What Makes French Vanilla French?

Vanilla, the ur-word for "basic," has an unfair reputation given how dynamic it can be. There are all kinds of vast and varied vanilla varieties, from all over the world and in all different compositions. It can come in precious, pricy pods or as an extract for a few bucks a bottle. Between all of the origins, forms, and possible recipes in creation, you could taste vanilla in infinite ways. Add the word "French" to the arrangement and things only get more convoluted. Vanilla, as you very well understand, is simply a spice; more often than not, "French" vanilla is a marketing play. Unlike, say, Tahitian, Mexican, or Indonesian vanilla beans, there are no French vanilla beans.

Like french fries, French toast, French dressing, and (so sorry to have to be the bearer of this news) French kissing, French vanilla is not necessarily — you guessed it — French. The latter actually bears the closest connection to the nation, but even that is for one dessert's preparation method, rather than any natural origins. That, plus good, old fashioned advertising and Americans' love affair with French style, culture, its je ne sais quoi, and, in this case, food, made the phrase and notional flavor of French vanilla so ubiquitous stateside. 

How French vanilla's preparation differs from vanilla's

To interpret "French vanilla" products, you first have to understand that French vanilla ice cream is about as close as you're going to get to real deal French vanilla anything. And even this gets its name from its custard-like preparation, rather than any French ingredients. (The speckled vanilla bean seeds aren't what makes it European.) As with many food mysteries, you can see how, thanks to a little reverse engineering and a closer look at how French vanilla ice cream and vanilla ice cream were originally made: With and without eggs.

To make these sweet matters stickier, both the titular frozen treat and nationally untethered flavors of vanilla ice cream are said to have been invented in France. Though other versions had already been kicking around for centuries all over the globe, it is believed that Thomas Jefferson helped popularize vanilla ice cream in the United States after enjoying it in the European nation in the 1700s. Jefferson even penned a recipe for it that lives in the Library of Congress. Among its other ingredients, it calls for egg yolks, a French feature that would fade from most American creations in the following years. 

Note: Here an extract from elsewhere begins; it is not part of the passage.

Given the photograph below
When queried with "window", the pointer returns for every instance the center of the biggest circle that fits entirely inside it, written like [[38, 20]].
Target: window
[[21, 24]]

The earliest eggless take on vanilla ice cream is credited to Philadelphian and eventual White House chef Augustus Jackson, known as the "father of ice cream" for his contributions to the form. Soon, only French vanilla ice cream, like the kind Jacques Pépin uses to make French toast, would call for egg yolks, whereas a traditional vanilla ice cream recipe like Jackson's would not. 

So, what's all this French vanilla stuff I see?

Hm, you must have dreamed it, you petite belle au bois dormant, you. (Now she's French!) We kid, but those French vanilla coffee creamers, syrups, cookies, and even granola varieties are artificially flavored to, at best, approximate the custardy effect present in that one true French vanilla: ice cream. Whether they achieve it is up to way too much interpretation for most folks to be able to differentiate "vanilla" from "French vanilla" in most scenarios. In consumer products, it's more effective at evoking a feeling. There you are, in the provincial countryside or maybe at a Parisian cafe. It's romantic. It's chic. It's French vanilla, bébé.

But to figure out how French it actually is, in another bit of reverse engineering, we took a gander at the ingredients listed on both a bottle of vanilla coffee creamer and a bottle of French vanilla coffee creamer. We chose coffee creamer, because it's among the most popular products to be sealed with the old French kiss. The creamer claiming only a vanilla flavor listed cream, milk, cane sugar, vanilla extract as its ingredients. The purportedly Frenchified version more or less did, too, swapping specific vanilla extract for the frequently seen "natural flavor." Nothing particularly French or even explicitly vanilla about that! But hey, French vanilla ice cream, egg yolks and all, can be as good a coffee cutter as any. In fact, some people even directly add eggs to coffee to tone down its bitterness.